Review: The Machine / Cert: 15 / Director: Caradog W. James / Screenplay: Caradog W. James / Starring: Caity Lotz, Toby Stephens, Denis Lawson / Release Date: March 31st
The latest incarnation of Mary Shelley’s classic horror, Frankenstein, arrives with a sci-fi twist and a thinly veiled message about the constant battle between pure science and the military-industrial complex.
Vincent (Stephens) is determined to help find a cure for his daughter whilst researching and testing ways to improve the life experiences of war veterans who come home with limbs missing or sometimes even worse. The veterans are, for all intents and purposes, killed in the line of duty, such are their reduced abilities to adapt to the real world. As a result they are actually prisoners, aware that they are unlikely to ever see the light of day again.
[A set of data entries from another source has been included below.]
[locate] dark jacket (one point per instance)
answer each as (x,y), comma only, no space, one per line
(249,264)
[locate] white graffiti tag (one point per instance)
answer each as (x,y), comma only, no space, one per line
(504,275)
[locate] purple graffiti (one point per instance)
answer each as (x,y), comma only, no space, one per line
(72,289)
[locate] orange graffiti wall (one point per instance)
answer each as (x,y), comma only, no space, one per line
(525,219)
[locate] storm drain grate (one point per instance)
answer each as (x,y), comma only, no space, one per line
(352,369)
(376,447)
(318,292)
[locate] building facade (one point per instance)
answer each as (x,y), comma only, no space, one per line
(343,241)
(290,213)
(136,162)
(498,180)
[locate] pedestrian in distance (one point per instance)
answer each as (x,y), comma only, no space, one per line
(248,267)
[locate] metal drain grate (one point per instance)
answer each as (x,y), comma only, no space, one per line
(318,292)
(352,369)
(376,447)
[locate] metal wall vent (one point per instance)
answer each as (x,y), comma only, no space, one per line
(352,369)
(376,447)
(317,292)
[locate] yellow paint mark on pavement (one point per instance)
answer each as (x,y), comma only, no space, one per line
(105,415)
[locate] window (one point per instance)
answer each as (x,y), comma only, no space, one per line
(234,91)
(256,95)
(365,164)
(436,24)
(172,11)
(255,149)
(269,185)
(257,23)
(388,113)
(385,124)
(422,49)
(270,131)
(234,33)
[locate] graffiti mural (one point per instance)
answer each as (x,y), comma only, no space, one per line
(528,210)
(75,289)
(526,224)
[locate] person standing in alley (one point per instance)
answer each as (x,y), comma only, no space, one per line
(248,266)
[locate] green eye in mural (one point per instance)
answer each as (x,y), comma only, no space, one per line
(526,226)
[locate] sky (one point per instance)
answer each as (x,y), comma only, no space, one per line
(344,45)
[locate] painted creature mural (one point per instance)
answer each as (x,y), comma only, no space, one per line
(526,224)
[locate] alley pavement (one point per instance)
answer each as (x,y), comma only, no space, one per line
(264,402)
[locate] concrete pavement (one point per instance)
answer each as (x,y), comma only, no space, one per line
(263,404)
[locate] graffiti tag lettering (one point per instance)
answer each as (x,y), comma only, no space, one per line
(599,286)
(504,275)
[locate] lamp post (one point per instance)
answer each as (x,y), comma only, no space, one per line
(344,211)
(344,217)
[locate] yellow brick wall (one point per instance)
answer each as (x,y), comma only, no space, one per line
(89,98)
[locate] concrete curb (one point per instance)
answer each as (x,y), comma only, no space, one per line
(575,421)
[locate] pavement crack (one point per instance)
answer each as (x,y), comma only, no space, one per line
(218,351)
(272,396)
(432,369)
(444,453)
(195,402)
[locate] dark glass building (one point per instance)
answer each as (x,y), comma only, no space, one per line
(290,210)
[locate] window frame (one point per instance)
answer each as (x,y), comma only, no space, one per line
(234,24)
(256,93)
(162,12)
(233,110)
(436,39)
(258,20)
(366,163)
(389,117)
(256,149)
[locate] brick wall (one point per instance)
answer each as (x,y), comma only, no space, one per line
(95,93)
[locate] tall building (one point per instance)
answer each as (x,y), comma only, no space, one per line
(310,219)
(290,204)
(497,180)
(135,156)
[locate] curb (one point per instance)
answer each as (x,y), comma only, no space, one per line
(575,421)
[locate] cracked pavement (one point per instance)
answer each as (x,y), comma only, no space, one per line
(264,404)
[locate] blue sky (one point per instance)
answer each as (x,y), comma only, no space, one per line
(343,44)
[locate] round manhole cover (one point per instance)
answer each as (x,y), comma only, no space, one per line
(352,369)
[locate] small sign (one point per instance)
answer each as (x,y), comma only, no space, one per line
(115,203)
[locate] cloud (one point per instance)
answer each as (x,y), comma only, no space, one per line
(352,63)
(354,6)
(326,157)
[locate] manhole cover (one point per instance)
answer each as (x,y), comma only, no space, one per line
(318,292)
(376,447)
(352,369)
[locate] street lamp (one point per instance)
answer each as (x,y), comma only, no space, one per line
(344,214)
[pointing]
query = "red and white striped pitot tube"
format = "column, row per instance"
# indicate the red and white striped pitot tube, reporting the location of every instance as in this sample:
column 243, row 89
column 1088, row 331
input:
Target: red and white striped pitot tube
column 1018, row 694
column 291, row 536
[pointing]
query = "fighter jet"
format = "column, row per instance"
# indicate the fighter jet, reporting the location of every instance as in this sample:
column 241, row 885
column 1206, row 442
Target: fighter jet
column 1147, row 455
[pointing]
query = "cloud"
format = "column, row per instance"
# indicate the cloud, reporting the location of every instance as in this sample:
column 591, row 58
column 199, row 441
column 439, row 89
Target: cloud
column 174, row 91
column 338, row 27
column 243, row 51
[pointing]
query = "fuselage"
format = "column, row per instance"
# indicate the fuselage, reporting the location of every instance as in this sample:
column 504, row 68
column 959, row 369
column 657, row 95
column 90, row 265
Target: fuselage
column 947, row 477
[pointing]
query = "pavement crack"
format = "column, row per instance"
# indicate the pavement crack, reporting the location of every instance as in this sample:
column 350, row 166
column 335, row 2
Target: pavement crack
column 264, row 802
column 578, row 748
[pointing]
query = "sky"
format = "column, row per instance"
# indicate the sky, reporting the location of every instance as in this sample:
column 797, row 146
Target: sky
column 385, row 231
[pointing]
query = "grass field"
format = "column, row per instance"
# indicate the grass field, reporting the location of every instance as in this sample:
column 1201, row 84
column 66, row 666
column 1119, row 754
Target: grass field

Unhappy with the state of play, Vincent nonetheless uses his skills to assist the MoD with their attempts to create a perfect soldier, taking the time to try and help his daughter escape her own locked-in world. Thanks to a computer programme that is almost able to think and respond like a human, it looks like there could be breakthroughs on both sides, but when Ava (Lotz), the AI expert who created it, is caught sniffing around where she shouldn’t, their boss Thomson (Lawson) has her killed in what appears to be a terrorist attack.
Vincent decides to plough ahead and uses Ava as the avatar for their new product – The Machine. Able to think like a human, but with none of the flaws, it’s the next leap forward in combat ready soldiers. Of course, as Skynet has proven in the past (or is it future?), self-aware technology is not always a good thing.
Although the overall synopsis is nothing new, there’s a nice understated feel to this British production. Stephens is good as the father, trying to get his daughter back. Thomson is typically nasty as the man in charge, but it is Lotz who steals the show, effortlessly switching from the savvy Ava to the almost childlike but potentially deadly Machine.
There is a whiff of Romero’s Day of the Dead with the underground lab forming the key setting for the events as they unfold, but that just adds to the pleasantly low-budget feel. Smart, British sci-fi at its best.